Drilling stainless steel materials
Drilling stainless steel materials is much more demanding than turning; This is due to the fact that when drilling due to the process in the center of the tool, the cutting speed is always zero. Accordingly, in the case of drills with indexable inserts, such as the Coromant U drill, a tough carbide grade (GC 1020) should be used in the center. In contrast, a wear-resistant grade (GC3040) can be used as the outer cutting edge. This combination of two different cutting materials makes it possible to optimally adjust the cutting edge stress during machining. For solid carbide drills as well, Sandvik has achieved a unique combination of two carbide grades in a single drill with the TwinGrade GC1030.
When milling stainless steels, especially the strong tendency to built-up edge formation is problematic. If it comes increasingly to the formation of built-up edges, the tool life decreases dramatically. The chips stick to the cutting edge and are pulled into the cut when the cutting edge re-enters the workpiece, and the cutting edge is likely to be damaged. In order to minimize build-up edge build-up as far as possible, positive indexable inserts with a rake angle of at least 20 ° are used. In order to still get stable cutting, particularly tough carbide grades are used. In principle, two machining strategies are possible when milling: it can be run at low cutting speeds and emulsion, or it is worked at high speeds and dry. In the former method, built-up cutting is avoided by using the cooling lubricant and the finished surfaces are slightly better than dry machining, but productivity is low due to the low cutting speed required to achieve acceptable tool life (see Figure 4).

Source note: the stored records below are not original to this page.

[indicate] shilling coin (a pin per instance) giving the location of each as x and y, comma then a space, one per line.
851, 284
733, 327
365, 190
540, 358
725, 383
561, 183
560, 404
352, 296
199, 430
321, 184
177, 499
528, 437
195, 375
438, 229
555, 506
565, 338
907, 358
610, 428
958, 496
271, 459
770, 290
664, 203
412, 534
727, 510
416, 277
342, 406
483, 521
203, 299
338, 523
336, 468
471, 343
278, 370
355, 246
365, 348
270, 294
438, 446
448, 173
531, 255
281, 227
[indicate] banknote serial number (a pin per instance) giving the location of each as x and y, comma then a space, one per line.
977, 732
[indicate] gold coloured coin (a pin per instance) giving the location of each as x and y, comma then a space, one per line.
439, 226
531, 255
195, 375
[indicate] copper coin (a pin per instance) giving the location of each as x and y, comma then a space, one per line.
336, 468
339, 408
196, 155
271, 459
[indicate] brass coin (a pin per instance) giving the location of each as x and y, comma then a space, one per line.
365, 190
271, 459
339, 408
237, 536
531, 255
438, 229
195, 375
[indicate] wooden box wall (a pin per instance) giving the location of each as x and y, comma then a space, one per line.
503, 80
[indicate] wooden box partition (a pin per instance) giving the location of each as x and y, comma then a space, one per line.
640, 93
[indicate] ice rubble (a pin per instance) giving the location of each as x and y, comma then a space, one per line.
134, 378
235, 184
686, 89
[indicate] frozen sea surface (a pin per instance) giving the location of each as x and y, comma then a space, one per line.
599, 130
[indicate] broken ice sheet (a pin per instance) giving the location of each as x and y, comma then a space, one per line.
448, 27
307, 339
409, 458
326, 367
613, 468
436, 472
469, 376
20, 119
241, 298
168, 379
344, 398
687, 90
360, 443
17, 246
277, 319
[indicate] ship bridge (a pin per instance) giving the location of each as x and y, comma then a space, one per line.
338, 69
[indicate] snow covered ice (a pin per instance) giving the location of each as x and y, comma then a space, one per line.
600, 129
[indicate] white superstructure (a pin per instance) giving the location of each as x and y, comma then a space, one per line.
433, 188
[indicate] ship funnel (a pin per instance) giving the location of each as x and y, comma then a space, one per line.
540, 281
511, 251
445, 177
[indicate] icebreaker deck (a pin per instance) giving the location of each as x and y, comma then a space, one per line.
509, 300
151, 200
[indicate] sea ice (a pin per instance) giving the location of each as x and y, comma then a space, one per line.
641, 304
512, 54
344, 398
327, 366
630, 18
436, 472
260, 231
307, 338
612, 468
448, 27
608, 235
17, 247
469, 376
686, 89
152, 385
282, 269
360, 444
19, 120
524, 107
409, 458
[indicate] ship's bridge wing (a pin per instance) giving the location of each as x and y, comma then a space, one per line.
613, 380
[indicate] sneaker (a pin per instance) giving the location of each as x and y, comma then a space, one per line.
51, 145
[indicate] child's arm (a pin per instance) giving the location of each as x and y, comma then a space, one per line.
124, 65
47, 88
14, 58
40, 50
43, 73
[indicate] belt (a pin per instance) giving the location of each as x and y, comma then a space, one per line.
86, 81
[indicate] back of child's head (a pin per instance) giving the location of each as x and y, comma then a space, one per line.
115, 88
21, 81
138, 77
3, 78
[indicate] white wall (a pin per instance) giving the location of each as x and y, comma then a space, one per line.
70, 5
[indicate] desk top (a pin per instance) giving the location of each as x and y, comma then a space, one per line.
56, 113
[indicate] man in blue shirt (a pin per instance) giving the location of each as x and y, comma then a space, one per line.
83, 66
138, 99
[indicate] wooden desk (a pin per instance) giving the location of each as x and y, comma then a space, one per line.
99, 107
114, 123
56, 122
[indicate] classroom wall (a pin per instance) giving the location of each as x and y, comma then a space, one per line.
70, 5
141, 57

When dry milling, the cutting speed is chosen to be much greater, so high that the chips no longer stick to the cutting edge. With the right combination of tool geometry and cutting parameters, most of the heat "goes away" with the chip and the workpiece remains relatively cool. This strategy allows a very high productivity compared to wet processing and is therefore usually much more economical. Sandvik carbide grades GC2030 and GC2040 are particularly suitable for this type of machining.
If the achieved surface qualities are not sufficient for the more economical dry machining, the two methods can also be combined: First, roughing is done with high cutting data without cooling lubricant, but the last cut is made with emulsion and approx. 40% reduced speed. Alternatively, the last cut can also be carried out dry with cermet as cutting material; This is particularly useful when various tools are used for roughing and finishing.